Sin duda, en un Brasil marcado por dos posiciones políticas y económicas que se ubican en las antípodas, no será factible la gobernabilidad si no se intenta tender puentes entre oficialismo y oposición. Por eso, el llamado de Lula a resolver los problemas de su país con “diálogo y no con fuerza bruta” significa un buen comienzo.
Las encuestas preelectorales, más allá de la intención de voto, daban cuenta de un fenómeno que ya hablaba de aquella grieta. Un 30% de los brasileños se definía como “antipetista” –en referencia a su manifiesto rechazo al Partido de los Trabajadores (PT) de Lula–, al tiempo que un 44% de la ciudadanía se autoproclamaba “antibolsonarista”. Pese a esto último, Bolsonaro cosechó anteayer el 49,1% de los sufragios, logrando achicar la ventaja de Lula sobre él de los 6,2 millones de votos de la primera vuelta a solo 2 millones.
Los datos que evidencian la polarización no terminan allí. Lula se impuso en 13 estados, mientras que Bolsonaro triunfó en 14.
El resultado electoral arrojó otra novedad. En su tercer período como presidente de Brasil, Lula no enfrentará a una oposición liderada por sectores moderados del centro, como los que podía liderar Fernando Henrique Cardoso, sino por una derecha más radicalizada, como la que representa Bolsonaro.
De quién sea el ministro de Economía que designe Lula podría depender en buena medida la obtención de apoyos de los sectores más moderados de la oposición para el futuro gobierno. Ya la elección de Geraldo Alckmin como compañero de fórmula de Lula fue una señal hacia la moderación que alejaría al próximo presidente brasileño de la liturgia izquierdista que caracteriza a otros gobiernos de la región. Alckmin es un dirigente de centroderecha que gobernó San Pablo y que incluso compitió contra Lula en las elecciones presidenciales de 2006.
Se trata de señales que en nuestro medio deberían entender algunos dirigentes kirchneristas que se entusiasman con la idea de que el regreso de Lula al poder podría ser anticipo de otro avance del populismo de izquierda en América Latina.
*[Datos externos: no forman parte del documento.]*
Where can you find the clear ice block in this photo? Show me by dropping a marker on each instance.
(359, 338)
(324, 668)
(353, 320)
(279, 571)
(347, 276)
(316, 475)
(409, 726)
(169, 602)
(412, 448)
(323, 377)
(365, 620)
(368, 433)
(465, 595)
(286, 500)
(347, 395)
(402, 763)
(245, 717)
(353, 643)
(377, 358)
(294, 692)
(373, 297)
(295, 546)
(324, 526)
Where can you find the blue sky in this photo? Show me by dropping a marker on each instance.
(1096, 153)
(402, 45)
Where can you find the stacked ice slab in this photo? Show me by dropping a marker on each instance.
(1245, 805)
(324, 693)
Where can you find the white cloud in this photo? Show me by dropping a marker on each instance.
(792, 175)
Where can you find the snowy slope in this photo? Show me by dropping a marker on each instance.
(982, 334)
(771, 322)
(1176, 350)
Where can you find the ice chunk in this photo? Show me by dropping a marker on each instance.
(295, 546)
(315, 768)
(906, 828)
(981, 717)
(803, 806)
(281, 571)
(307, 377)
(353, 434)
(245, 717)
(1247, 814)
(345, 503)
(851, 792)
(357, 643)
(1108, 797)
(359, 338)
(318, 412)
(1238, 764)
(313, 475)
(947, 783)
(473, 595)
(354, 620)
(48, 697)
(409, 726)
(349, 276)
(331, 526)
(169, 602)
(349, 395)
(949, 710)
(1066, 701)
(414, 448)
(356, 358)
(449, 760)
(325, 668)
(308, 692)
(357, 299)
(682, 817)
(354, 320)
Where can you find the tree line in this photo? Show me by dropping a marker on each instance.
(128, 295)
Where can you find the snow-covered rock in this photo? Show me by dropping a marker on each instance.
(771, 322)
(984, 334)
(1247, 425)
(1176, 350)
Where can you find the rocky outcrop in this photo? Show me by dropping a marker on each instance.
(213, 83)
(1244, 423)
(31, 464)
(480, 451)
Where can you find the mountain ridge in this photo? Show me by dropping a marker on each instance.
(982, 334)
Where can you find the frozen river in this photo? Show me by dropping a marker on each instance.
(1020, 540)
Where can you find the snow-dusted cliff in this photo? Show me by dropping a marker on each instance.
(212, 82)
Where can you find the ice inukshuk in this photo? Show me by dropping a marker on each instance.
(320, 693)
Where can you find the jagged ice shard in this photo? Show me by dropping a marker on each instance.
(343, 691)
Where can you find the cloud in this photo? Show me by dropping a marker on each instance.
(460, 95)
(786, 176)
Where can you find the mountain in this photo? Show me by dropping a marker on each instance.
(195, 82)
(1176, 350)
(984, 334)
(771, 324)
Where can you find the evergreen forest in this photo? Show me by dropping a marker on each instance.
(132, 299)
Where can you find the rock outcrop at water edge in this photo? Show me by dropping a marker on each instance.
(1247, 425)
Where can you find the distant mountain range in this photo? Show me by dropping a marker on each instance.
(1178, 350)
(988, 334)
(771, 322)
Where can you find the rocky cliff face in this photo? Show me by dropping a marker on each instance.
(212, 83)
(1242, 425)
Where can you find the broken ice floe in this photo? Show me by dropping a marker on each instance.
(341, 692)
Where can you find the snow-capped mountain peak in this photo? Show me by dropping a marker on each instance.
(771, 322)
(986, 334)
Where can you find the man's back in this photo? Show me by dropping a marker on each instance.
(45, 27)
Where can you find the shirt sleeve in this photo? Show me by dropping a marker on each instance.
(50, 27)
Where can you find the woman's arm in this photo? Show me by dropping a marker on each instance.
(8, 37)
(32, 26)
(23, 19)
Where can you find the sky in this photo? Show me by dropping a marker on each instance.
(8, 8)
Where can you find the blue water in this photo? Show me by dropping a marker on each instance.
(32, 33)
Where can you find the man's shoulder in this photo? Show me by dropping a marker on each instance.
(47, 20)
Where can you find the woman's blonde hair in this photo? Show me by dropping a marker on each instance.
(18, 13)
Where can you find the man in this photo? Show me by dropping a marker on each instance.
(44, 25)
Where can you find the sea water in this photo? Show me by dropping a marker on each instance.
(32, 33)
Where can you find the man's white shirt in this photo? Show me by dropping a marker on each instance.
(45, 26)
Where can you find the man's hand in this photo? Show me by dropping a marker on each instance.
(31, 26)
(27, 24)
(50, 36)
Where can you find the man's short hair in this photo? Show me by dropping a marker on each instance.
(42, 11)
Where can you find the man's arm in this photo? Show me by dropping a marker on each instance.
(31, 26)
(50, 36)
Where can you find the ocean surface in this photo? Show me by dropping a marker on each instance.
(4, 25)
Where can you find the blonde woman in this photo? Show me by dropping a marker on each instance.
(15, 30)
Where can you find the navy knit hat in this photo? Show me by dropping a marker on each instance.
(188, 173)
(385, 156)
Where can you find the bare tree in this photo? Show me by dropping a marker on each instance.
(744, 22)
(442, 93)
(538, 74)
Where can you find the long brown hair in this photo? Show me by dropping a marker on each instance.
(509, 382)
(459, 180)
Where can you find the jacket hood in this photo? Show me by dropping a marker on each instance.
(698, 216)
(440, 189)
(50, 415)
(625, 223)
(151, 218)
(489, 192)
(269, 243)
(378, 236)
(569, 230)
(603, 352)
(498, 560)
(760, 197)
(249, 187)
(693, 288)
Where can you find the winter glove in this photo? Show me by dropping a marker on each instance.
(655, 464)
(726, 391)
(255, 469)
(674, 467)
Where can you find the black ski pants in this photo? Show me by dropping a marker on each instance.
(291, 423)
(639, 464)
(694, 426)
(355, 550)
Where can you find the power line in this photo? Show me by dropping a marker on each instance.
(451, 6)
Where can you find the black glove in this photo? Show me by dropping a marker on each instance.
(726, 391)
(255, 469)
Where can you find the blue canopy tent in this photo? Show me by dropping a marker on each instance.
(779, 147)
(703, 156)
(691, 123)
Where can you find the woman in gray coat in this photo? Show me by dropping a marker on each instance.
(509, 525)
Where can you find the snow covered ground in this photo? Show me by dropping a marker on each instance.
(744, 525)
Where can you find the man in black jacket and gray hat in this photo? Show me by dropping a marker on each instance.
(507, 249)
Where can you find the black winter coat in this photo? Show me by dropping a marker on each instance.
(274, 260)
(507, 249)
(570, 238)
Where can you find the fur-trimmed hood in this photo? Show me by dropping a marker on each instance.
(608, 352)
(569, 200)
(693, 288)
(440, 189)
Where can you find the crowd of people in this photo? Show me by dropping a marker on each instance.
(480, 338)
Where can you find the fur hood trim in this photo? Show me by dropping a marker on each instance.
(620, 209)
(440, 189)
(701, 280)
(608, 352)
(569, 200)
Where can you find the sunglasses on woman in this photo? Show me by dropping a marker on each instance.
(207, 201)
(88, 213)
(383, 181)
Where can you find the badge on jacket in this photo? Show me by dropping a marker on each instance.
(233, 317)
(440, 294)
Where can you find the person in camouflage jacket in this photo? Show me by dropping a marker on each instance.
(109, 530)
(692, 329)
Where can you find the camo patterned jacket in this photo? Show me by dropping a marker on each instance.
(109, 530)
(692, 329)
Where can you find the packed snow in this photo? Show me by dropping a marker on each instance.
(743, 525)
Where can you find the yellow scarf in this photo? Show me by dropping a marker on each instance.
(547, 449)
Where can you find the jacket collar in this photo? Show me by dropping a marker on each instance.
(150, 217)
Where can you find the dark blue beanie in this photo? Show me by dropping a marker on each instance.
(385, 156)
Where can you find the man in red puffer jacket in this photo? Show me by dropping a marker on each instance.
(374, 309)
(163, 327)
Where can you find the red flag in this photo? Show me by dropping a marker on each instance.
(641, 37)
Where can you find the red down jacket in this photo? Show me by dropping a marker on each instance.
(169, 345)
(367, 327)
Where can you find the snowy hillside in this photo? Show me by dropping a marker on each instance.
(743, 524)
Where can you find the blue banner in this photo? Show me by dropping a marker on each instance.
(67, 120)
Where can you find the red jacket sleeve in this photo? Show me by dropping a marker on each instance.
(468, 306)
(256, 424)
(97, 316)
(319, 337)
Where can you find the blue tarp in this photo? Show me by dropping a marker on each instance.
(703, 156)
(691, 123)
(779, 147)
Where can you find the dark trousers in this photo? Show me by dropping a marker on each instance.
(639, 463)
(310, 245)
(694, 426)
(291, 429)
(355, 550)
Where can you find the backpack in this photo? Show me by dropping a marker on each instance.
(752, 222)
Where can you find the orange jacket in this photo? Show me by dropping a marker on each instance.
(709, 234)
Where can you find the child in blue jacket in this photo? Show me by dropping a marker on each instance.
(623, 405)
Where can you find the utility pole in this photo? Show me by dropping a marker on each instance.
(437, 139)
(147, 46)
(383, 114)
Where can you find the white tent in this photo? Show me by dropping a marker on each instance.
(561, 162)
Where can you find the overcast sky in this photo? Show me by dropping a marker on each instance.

La sorpresiva visita que le hizo ayer Alberto Fernández al presidente electo en San Pablo, con una nutrida comitiva que no se explica en tiempos de marcada crisis, más que una demostración de la importancia que para el gobierno argentino puede tener la relación bilateral, fue un vergonzoso intento por capitalizar políticamente de rápida manera el éxito de Lula.
Para el kirchnerismo, el regreso de Lula al poder tiene un condimento especial tras su paso por la cárcel, condenado por corrupción a 12 años de prisión, de los cuales cumplió 19 meses antes de que la sentencia fuese anulada por vicios procesales. Un insumo más para el relato inspirado por una vicepresidenta de la Nación acorralada por las investigaciones judiciales acerca de los escándalos de corrupción, que verá en lo ocurrido en Brasil una nueva oportunidad para denunciar que es una perseguida política.
Al margen de cualquier especulación política, el resultado de las elecciones brasileñas puede ser una oportunidad para normalizar las relaciones de nuestro país con uno de sus principales socios comerciales, tras la opaca etapa que signó el vínculo del actual gobierno argentino con la administración de Bolsonaro.